The Web Authentication issue (and the mobile authentication solution)

In view of countless surveys and reports that continue to show how either websites or users fail in establishing a strong protection status in what Web log-ins are concerned, as well as of the repeated incidents of data breach, data loss, identity theft and various other cyber-crime exploits that derive from insecure accounts, the question of a better authentication method is more and more poignant.

The W3C answer seems to be oriented towards developing “new standards and best practices for increased security”. Their work is clearly accelerated by the W3C member submission of FIDO 2.0 Web APIs from members of the FIDO Alliance – Fast Identity Online Alliance.

The FIDO industry consortium launched in 2013, aiming to address “the lack of interoperability among strong authentication devices and the problems users face creating and remembering multiple usernames and passwords”. FIDO counts over 200 members and it focuses on password issues, encryption, authentication (especially two-factor authentication – 2FA or even MFA), related protocols and solutions.

Alternatives to the static password are essential in the development of a future stronger authentication. The working group established in view of Web Authentication research and solution providing will try and define “a client-side API providing strong authentication functionality to Web Applications”. The FPWDs of its normative deliverables are to be produced in Q1 2016. From there on, it may be a relatively long time until the new standard will reach (if ever) the Web browsers and the users. Mobile authentication still has to wait.

As TNW explains it, the purpose of the working group activity is to deliver viable methods of user identification based not on memorable passwords, but on device identification via a pair of authentication keys. The user would no longer have to type passwords, but will have to possess the required device that allows such an “automated” login.

What would the “no-password” standard mean?

Faster and more reliable digital activities are sure to come from such an important change. A unified, internationalized cyber-security authentication standard. A future world of mobile authentication unravels in front of the enthusiasts’ eyes.

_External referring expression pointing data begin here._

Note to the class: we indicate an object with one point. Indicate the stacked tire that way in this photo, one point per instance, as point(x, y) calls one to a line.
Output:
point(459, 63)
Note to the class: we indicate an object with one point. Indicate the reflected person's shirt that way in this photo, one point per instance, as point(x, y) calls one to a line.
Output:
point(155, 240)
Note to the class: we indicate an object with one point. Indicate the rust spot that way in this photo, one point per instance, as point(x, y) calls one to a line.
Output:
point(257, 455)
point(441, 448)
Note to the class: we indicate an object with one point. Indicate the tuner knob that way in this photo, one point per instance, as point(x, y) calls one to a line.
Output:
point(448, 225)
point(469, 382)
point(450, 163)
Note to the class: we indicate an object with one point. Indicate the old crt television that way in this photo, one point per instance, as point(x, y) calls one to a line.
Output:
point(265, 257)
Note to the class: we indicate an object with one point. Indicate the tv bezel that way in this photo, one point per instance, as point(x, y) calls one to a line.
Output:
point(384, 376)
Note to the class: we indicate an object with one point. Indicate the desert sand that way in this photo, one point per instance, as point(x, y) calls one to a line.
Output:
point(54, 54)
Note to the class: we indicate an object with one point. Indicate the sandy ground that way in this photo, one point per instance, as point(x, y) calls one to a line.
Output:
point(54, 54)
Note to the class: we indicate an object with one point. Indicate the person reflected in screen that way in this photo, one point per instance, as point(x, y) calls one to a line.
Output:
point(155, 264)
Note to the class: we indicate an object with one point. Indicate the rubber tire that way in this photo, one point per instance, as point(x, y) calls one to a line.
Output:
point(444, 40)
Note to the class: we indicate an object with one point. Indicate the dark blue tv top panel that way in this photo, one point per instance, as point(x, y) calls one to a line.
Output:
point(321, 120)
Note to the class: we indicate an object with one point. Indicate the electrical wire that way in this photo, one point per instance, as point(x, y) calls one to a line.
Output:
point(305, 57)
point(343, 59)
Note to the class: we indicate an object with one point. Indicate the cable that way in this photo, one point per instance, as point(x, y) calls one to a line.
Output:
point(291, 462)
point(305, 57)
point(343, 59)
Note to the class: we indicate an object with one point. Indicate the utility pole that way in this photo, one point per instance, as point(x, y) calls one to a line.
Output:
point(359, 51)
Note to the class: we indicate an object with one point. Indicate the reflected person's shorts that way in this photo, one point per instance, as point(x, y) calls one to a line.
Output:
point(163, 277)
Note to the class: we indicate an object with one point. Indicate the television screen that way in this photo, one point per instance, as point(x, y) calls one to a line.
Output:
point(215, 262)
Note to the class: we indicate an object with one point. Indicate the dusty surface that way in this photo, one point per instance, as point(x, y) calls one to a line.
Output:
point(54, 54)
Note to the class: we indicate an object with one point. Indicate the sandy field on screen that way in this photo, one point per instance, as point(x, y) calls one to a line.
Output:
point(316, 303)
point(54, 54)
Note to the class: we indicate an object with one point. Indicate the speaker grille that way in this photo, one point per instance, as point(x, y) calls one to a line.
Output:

Every user would in turn be associated with at least one device able to support the new type of authentication. The security-related worries could revert to the physical security of such devices – since they will hold the user identification “keys”. All situations cannot be however covered since the technology itself, as well as its functioning schematics are not here to analyze yet.

Considering how e-payment via smartphone gains traction, (unless unforeseeable situations occur) the mobile authentication concept is heading that way with or without API password-free authentication. Using your smartphone for paying various services, for banking and accessing your web accounts – those who are wondering what might be next might have to wait shorter than estimated if all goes well.

Is the World Wide Web presence synchronizing itself with the status of smartphone owner? How about the impoverished people or those who choose not to go fully connected – will they face the possibility of being cut-off from the connected world?

All these questions and many others may arise – and they probably all have the right answers in due time. The year 2016 already provided a possible answer to mobile authentication via the Freedom 251, the world’s cheapest smartphone. Not all technology should be tailored by high-end standards; more accessible solutions that fit every budget are in the works.

However, a standard that cannot be lowered  is the cyber-security standard – in a connected digital world any weak entry point holds the risk of affecting all participants. That is a strong motivational factor in developing universal, non-variable strong security solutions that would ensure cyber-protection objectively. Regardless whether the user is more or less educated, more or less cyber-aware, the authentication method of the future aims at protecting the data, the network, the connected users and ultimately the entire system.